Boards ought to foster a culture of data privacy in organizations
They should go beyond law compliance to integrate privacy objectives with their business strategy
The digital age has ushered in a new era of responsibility—to safeguard the core of our online existence: our data. The surge in cyber threats has made regulators formulate new laws or strengthen existing ones to safeguard the data privacy of individuals.
While compliance is essential, it is no longer sufficient. Data privacy, protection and its responsible use by enterprises demand a proactive and strategic approach, which needs board-level oversight. The recent enactment of India’s Digital Personal Data Protection Act 2023 marks a significant step in this direction.
In the contemporary landscape, data privacy is a pervasive concern across all facets of operations. This must prompt enterprises to redefine their strategies and align themselves with the evolving dynamics of privacy. The shift requires cross-functional accountability, acknowledging the vital role that every individual and department plays in managing sensitive information. Recognizing that third parties are also involved in the custodianship of data, enterprises need to foster a culture where all stakeholders in the value chain understand and actively engage in good data practices. This also helps effectively confront emerging threats, ensuring a holistic commitment to data privacy. It is everyone’s business responsibility, which necessitates a commitment right from the top.

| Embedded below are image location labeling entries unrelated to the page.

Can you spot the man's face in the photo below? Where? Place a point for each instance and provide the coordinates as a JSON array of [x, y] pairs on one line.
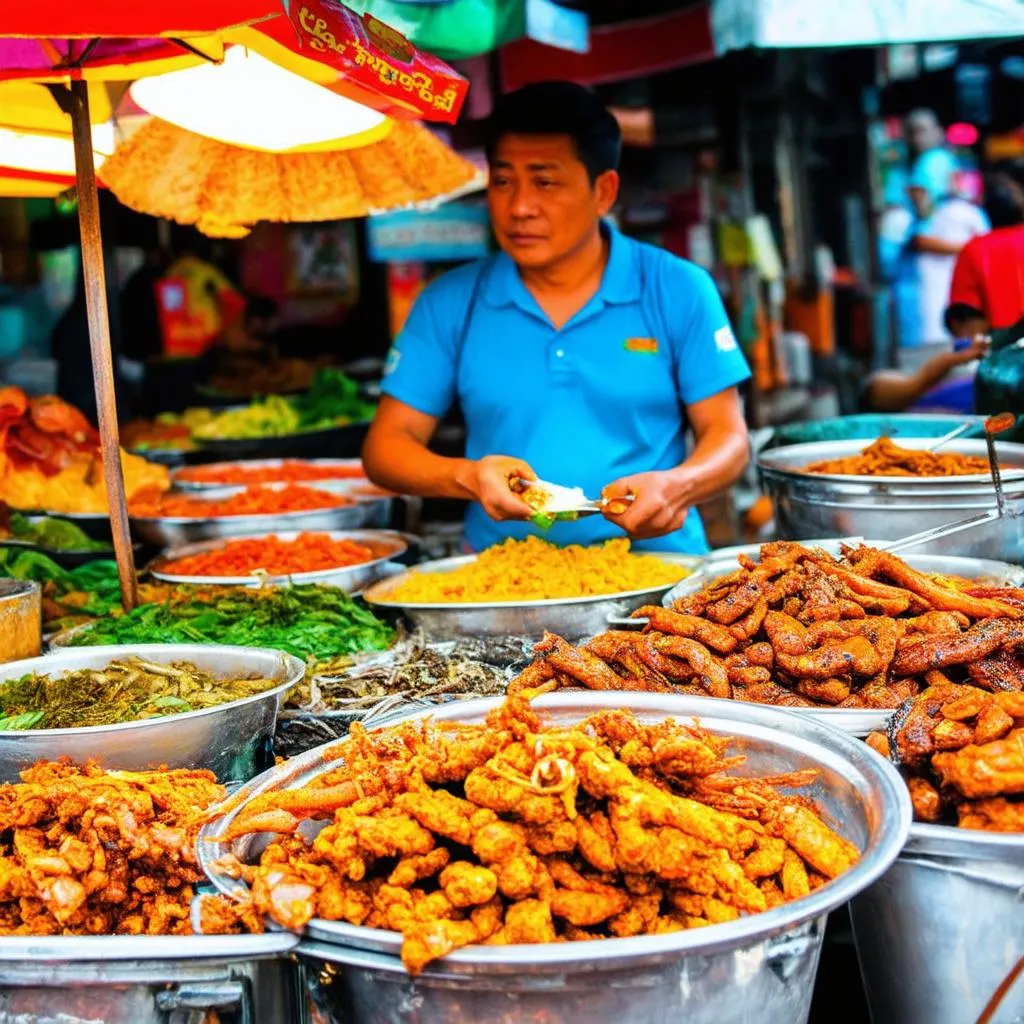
[[543, 204]]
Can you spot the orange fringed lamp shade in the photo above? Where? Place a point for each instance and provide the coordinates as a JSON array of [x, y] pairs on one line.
[[223, 189]]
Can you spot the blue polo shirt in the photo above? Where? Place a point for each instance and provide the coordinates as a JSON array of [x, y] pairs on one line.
[[601, 398]]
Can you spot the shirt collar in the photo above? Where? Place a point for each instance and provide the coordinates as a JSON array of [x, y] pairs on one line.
[[620, 283]]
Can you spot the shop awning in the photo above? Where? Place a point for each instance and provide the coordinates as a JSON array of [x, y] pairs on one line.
[[780, 24]]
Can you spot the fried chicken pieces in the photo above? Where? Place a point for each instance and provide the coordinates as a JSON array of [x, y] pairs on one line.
[[962, 752], [88, 852], [885, 458], [513, 832], [802, 629]]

The EU’s General Data Protection Regulation has set off a global chain reaction, serving as a model adopted by numerous countries for crafting regulations for managing personal data. A study by the United Nations Conference on Trade and Development revealed that 70% of the world’s countries now have data protection and privacy legislation in place. The US Securities and Exchange Commission has proposed rule amendments under its Privacy Act with the aim of clarifying and streamlining regulation. In India, regulatory bodies such as the Reserve Bank of India and Securities and Exchange Board of India advocate increased board involvement in cybersecurity discussions, emphasising collaboration between technical experts and those less familiar with cybersecurity. It is crucial for boards to familiarize themselves with terms like ‘security posture and compliance,’ ‘risk assessment and management,’ ‘incident response plans’ and ‘privacy impact assessment’ and for their agendas to incorporate these.
A cyberattack can harm an enterprise’s reputation, causing loss of customer trust and lasting damage to its brand. In acknowledging the role of data privacy being integral to corporate governance and risk management, the board has a crucial role in not only ensuring that the enterprise meets legal obligations, but also establishing a bedrock of trust under its overall strategy and guiding managers to establish a work culture that makes all functions privacy-compliant.
At a time when artificial intelligence (AI) is being leveraged for social engineering attacks and spreading misinformation at scale, enterprises also share a social responsibility to protect users from exposure due to data breaches. Hence, boards must play a proactive role in the establishment and monitoring of data privacy programmes, going beyond compliance requirements and seeding changes right at the cultural level.
Fast-changing business, technology, threat and regulatory environments call for a rigour that boards must ensure as part of their corporate governance and trust-building responsibility.
First, boards must familiarize themselves with regulatory obligations and industry standards. Second, they need to recognize the significance of investment in privacy capacity-building and prompt enterprises to establish strong data protection practices. Third, with management support, boards can steer the creation of an executive committee for a robust, business-aligned and crossfunctional data privacy programme. Fourth, boards can foster a culture of ‘privacy first’ by being vocal about responsible management of data, encouraging training and awareness programmes for employees and stakeholders. Fifth, it would add value if boards sensitize themselves with reallife scenarios and simulations to understand incident-response and databreach handling measures. Finally, boards must ask for periodic audit reports that can help improve oversight and the effectiveness of data protection and privacy programmes over time.
In summary, boards have a crucial role in the top-down assimilation of a culture that holds ‘data privacy’ high in its order of priorities. The board can play a pivotal role in instilling privacy by design, where privacy is not an afterthought, but becomes a part of an enterprise’s operational DNA. Building such an enterprise without compromising data-driven innovation requires a clear understanding of various possibilities, such as the use of privacy-enhancing technologies, fully-visible data flows, centralized controls and streamlined consent management.
Globally, corporate boards should go beyond regulatory compliance to integrate data privacy with their business strategy, helping everyone imbibe the principles and ethos of privacy in day-to-day operations.